How do we block sea lamprey but still provide passage for native and desirable fish species? This is a question plaguing the resource management agencies as conversations about removing aging dams/barriers and restoring connectivity are increasing across the country. There are options available to control sea lamprey but they must be evaluated on a case-by-case basis.

The Great Lakes Fishery Commission is leading the design and permitting effort for the upper reach project and has contracted with the U.S. Army Corps of Engineers to conduct an Environmental Impact Statement process that kicked off in April of 2019. 14 design alternatives have been developed for the upper reach where sea lamprey control will be evaluated and will undergo additional evaluation of impacts and feasibility through the EIS process. In 2021, the GLFC put the EIS process on hold until the permit for the Lower Reach project was near complete to avoid duplication of work.

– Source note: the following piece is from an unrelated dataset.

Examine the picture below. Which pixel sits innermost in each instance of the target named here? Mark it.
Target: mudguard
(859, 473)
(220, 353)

Once the EIS process resumes, additional analysis on the 14 alternatives, including the proposed Adjustable Hydraulic Structure (ASH) as proposed by the City and GRWW will commence.

The proposed Adjustable Hydraulic Structure (AHS) is a uniquely designed barrier that could replace the Sixth Street Dam as the primary sea lamprey barrier on the river. The AHS structure has been proposed to be constructed approximately one mile upstream of the Sixth Street Dam. Sea lamprey escapement, upstream of the project site, would have a significant impact on the Lake Michigan fishery. The AHS is designed to ensure sea lampreys do not migrate upstream of the City of Grand Rapids. This structure would deny sea lampreys access to more than 1,900 miles of stream habitat, which would otherwise cost the Great Lakes Fishery Commission between $1.2 million and $1.8 million annually to treat with lampricides. An effective lamprey barrier structure on the Grand River is critical given that just one sea lamprey escapement event upstream of Grand Rapids could inflict millions of dollars in economic loss. The AHS is one alternative being evaluated for feasibility through the Environmental Impact Statement process being led by the Great Lakes Fishery Commission.

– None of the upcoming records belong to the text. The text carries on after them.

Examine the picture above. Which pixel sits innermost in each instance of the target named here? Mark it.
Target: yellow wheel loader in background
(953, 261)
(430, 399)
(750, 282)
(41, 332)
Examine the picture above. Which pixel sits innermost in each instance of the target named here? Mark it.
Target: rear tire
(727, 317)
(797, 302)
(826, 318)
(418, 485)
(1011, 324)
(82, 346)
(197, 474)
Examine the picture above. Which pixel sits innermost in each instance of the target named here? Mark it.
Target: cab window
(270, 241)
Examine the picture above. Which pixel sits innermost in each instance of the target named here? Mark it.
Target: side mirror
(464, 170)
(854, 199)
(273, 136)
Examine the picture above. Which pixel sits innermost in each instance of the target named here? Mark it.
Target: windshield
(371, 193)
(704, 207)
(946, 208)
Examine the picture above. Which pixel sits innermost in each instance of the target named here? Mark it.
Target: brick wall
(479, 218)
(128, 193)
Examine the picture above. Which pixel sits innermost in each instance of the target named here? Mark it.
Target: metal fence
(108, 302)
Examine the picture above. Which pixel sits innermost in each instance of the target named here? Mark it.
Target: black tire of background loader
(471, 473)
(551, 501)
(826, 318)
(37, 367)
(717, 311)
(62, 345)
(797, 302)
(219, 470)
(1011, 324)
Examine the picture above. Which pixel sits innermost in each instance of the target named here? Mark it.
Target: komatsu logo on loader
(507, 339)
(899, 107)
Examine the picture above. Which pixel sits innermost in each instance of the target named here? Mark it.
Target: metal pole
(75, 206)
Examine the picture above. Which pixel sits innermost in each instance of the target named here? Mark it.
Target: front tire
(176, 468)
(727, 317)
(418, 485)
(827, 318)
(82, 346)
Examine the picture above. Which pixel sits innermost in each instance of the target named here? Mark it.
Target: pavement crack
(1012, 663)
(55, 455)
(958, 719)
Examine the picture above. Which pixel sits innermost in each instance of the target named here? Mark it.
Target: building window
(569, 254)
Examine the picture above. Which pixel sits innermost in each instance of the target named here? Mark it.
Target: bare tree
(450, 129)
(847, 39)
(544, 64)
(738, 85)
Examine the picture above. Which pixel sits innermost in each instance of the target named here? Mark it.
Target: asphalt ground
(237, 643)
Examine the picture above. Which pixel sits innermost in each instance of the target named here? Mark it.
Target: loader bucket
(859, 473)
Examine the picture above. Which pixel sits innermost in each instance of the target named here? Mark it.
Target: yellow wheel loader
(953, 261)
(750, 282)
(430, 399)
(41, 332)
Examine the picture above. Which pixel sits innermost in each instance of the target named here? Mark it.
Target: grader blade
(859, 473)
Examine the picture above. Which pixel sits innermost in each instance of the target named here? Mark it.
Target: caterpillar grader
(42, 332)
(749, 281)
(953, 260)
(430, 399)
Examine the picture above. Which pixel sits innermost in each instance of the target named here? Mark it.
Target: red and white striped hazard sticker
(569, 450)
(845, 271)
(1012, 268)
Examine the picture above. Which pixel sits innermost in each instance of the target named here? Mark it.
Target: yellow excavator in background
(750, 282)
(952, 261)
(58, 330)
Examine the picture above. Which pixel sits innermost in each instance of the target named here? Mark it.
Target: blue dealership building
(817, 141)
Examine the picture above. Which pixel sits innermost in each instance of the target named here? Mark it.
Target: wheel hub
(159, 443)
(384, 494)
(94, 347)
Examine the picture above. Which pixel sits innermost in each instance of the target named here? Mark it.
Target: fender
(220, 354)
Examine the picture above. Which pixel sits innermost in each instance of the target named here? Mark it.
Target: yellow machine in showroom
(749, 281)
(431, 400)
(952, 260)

The proposed adjustable hydraulic structure (AHS) has been uniquely designed to maintain blockage to the upstream migration of sea lamprey. It would utilize inflatable bladders to raise and lower steel gates to maintain sea lamprey blockage criteria established  by the Great Lakes Fisheries Commission. During times when the gates must be lowered to accommodate high flow events, the AHS relies on faster water velocities to prevent upstream sea lamprey migration.

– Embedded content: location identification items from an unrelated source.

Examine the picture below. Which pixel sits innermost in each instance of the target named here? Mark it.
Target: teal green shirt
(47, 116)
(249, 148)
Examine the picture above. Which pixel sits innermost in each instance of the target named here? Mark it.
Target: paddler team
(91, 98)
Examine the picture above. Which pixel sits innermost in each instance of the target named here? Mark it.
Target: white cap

The operational functionality of the AHS would be able to achieve multiple goals, including flood conveyance, sea lamprey control, maintaining target upstream water levels, and potentially allowing upstream fish passage during periods when sea lamprey are not in the river.

Yes. If permitted access to the upper Grand River, a relatively small number of sea lampreys could produce between 135,000 and 200,000 parasitic juvenile sea lamprey. Such an event could result in the loss of almost two million fish with an economic value of about $39-$58 million. Lampricide treatment efficiency for the Grand River is estimated at 95% due to the nature of the watershed, so there will still be considerable economic loss under a treatment scenario. Applying a 95% treatment efficiency would still result in an annual production of 6,750-10,000 juveniles to Lake Michigan and an economic cost of $1,950,000 – $2,900,000 annually.

The City and GRWW recognized early on the need for fish passage around the AHS when it is being operated as a sea lamprey barrier. A fish passage ladder, similar in function to the existing structure at the Sixth Street Dam, would likely be incorporated into the proposed AHS structure and would create similar passage conditions while maintaining effectiveness as a sea lamprey barrier. The design of the AHS was shared with the Great Lakes Fishery Commission and is one of 14 alternatives that will be considered as part of the Upper Reach Project which will ultimately be selected by the Great Lakes Fishery Commission. 

Recognizing the future desires for a water trail and increased opportunities for non-motorized watercraft on the Grand River, a small craft portage was also incorporated into the design of the potential AHS to allow passage around the structure.